In the functions tagcloud_wordarray and tagcloud_string, we accept different formats of the data to generate the tagcloud using the tagcloud function. We do still require the minsize and maxsize for the font settings, and we just pass those along to the final function.

In tagcloud_string, we have to strip the tag of punctuation. Having the word “lorem.” and “lorem” should both be considered the same. This is accomplished by running str_replace. After that, assuming some users may have HTML in their strings, we strip that out using the PHP function strip_tags. Now that the paragraph or string of words is cleaned up, we can split it into an array by using explode and the delimiter of a space. Last off, we return the value of the function tagcloud_wordarray with the new word array we just generated.

The function tagcloud_wordarray takes an array of words, counts the instances of each word and passes those values onto tagcloud for the final calculations. The tagcloud_wordarray function doesn’t format or parse the values for grammar or tags, since if the words are already in an array, we figure it’s already properly formatted, including the case of the words. The first function call is array_count_values, thus counting the recurrence of each word. After that, we have to turn the associative array into a numeric array. The key and value are grabbed from a foreach statement inserting the data into the final array of tagarray. Once that’s done, we call to return tagcloud with our new array of data and just pass through the minsize and maxsize for fonts.

The final and most important function is now tagarray. This was the original function I coded for my needs. The data argument is a numeric array that each value has another array of the word and the appearance rate (or just word count) of that word in value 0. Below is an example of the data layout required.

Array(
	[0] => Array
		(
			[0] => lorem
			[1] => 3
		)
	[1] => Array
		(
			[0] => ipsum
			[1] => 8
		)
	[2] => Array
		(
			[0] => foo
			[1] => 2
		)
	[3] => Array
		(
			[0] => bar
			[1] => 4
		)
)

We loop through each word getting the numeric value assigned to it. We check if it’s higher than our highest value, or lower than the lowest value. If either of those are true, said value is updated. This is going to be used in the future equation.
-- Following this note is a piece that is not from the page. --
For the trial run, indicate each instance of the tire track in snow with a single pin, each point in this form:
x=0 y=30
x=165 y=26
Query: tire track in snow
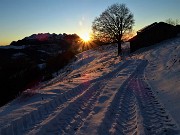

Next we calculate the difference between the highest occurrence and lowest, along with calculating the difference between font sizes we passed in the function arguments. We loop through the array once again. This time we are on the mission of calculating the font size and adding the string to the output variable by appending it. The size is calculated using the equation below.

((((x - j) / k) * d) + m)
x = occurrence of word
j = lowest value
k = difference between highest and lowest value
d = difference between font size values
m = minimum font size

We then finish up the code by returning the output variable with all the strings append to it.